Alzheimer's: Walking the Walk, and Keepin' On, Keepin' On

It is amazing how the power of coincidence works in our lives.

On Sunday when browsing a local Books-a-Million, I came across an interesting-looking paperback entitled, "The Alzheimer's Prevention Program," by Gary Small, M.D., and his wife Gigi Vorgan, co-authors of "The Memory Bible." I decided to shell out the $14 and added it to my large collection of books about health and fitness.

Yesterday, I got around to registering my team in the October 26 Walk to End Alzheimer's, the Grand Strand version of which will be at the Market Common's Grand Park on the old Air Force Base here. This will be the third year that Dear Wife and I have participated in this event to fight the insidious memory-robbing malady of Alzheimer's (and related forms of dementia).

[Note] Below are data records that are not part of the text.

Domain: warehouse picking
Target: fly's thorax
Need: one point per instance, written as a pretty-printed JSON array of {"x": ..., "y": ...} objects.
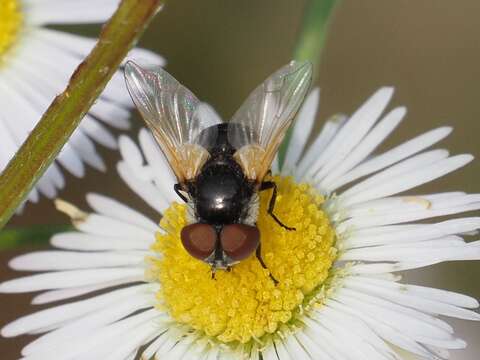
[{"x": 221, "y": 192}]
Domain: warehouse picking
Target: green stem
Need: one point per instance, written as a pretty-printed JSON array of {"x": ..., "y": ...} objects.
[
  {"x": 310, "y": 43},
  {"x": 37, "y": 235},
  {"x": 44, "y": 143}
]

We walk in memory of my parents. Jim and Margaret Holland, and in support of Pat Summitt, the legendary Lady Vols' basketball coach who now is waging a courageous battle against early-onset dementia.

Then today, prominent on the news wires (and all over TV) is the story about research in France indicating that people who keep working instead of retiring at age 65 have a reduced chance of falling prey to Alzheimer's in their senior years. The lead researcher was quoted as saying, "For each additional year of work, the risk of getting dementia is reduced by 3.2 percent."

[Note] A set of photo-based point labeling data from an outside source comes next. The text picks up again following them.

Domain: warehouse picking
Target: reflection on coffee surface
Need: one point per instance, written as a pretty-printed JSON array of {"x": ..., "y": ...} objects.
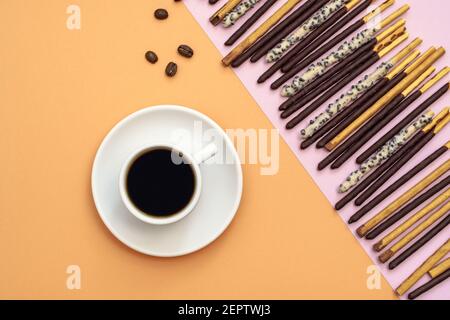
[{"x": 159, "y": 186}]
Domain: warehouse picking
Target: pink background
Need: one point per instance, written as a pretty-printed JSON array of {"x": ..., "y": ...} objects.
[{"x": 427, "y": 20}]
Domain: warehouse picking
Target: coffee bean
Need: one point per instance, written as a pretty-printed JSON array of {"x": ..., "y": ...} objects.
[
  {"x": 185, "y": 51},
  {"x": 171, "y": 69},
  {"x": 151, "y": 57},
  {"x": 161, "y": 14}
]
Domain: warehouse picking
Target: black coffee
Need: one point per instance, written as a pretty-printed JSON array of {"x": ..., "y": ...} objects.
[{"x": 159, "y": 186}]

Avoiding Alzheimer's has never been an obsession with me, even though I might have a genetic predisposition. All of these concurrent happenings reinforce the message I have been trying to impart on this blog -- namely, that the senior years can be a wonderful time filled with great joy. For me, dog-walking, bird-watching, pursuing fitness as best I can, communing with Nature, and enjoying the grandkids' soccer, baseball, and basketball exploits are paramount. And in semi-retirement I continue to write - sometimes for a check, sometimes for pure enjoyment.

It all comes down to staying busy, but having fun doing it. I find this blog to be a blast.

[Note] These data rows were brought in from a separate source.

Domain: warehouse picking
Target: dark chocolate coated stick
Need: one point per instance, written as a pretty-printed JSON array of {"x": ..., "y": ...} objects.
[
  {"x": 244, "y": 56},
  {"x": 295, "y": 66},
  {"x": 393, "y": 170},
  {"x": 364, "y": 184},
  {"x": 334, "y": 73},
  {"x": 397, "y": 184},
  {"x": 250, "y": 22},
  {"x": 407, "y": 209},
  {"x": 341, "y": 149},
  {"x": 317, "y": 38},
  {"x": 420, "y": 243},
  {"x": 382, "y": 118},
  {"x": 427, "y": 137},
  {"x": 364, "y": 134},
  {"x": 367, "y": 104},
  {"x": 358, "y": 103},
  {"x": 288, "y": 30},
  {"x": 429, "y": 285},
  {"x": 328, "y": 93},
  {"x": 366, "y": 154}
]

Authors Linda and Richard Eyre said it well when they argued in a May 21 article in the Deseret News that folks in their 60s are at the peak of their powers and potential (I am in my 70s, but I refuse to be left out):

"Think about it. You may have lost a step or two on the tennis court or added a few strokes on the golf course but you have never, ever had more smarts, more experience, more contacts, more insights, more resources, more access, more awareness, or more perspective than you do right now.

"And we'll bet you also have more of some less tangible things like savvy, discernment, and simple appreciation for simple things.

"The biggest joys of all are likely your family. Is there anything greater than grandparenting?

"For every little bit you have lost physically, you have gained bundles mentally, socially, emotionally, and probably spiritually. And who wouldn't trade bits for bundles?"

The Eyres go on to say that even lost "bits" may be recovered -- for example, through a concerted effort to get into better physical shape or perhaps to mend relationships that became frayed years ago.



But what of Alzheimer's or related forms of dementia? Can we of the silver-haired set really stave it off, or is it something that inevitably afflicts millions, often without a lot of warning?

The Alzheimer's Prevention Program developed by Gary Small of the UCLA Longevity Center doesn't promise immunity, as I understand it from my initial browsing. Rather, it suggests that through systematic attention to physical exercise, brain nutrition, mental workouts including strengthening of memory skills, and stress reduction you may well be able to reduce your risk and stay ahead of Alzheimer's possible advance. The book cites research indicating that a well-rounded healthy lifestyle "may delay the onset of symptoms for a certain number of years." It continues:

 "A recent study indicated that physical exercise several times a week over a two-year period lowered a person's future risk for memory decline by 46 percent. Eating antioxidant fruits and vegetables such as blueberries and broccoli for a four-year period reduced dementia risk by 44 percent. People who spent time doing complex mental tasks during midlife decreased their dementia risk by as much as 48 percent."

Although I have not yet read the book start to finish, I find it packed with useful information about nutrition, exercise, and especially mental workouts. No doubt I will be quoting it in future blogposts. I confess to feeling an certain unease, however, about memory tests that may give some clue if you are starting to have problems. Perhaps my reaction is similar to that of people who cringe at the thought of genetic testing that might indicate if you are predisposed to Alzheimer's.  Would one be happier knowing or not knowing?

My philosophy is to stay busy enjoying life. Be happy, keep walking, and find alternatives to broccoli if you really can't stomach it.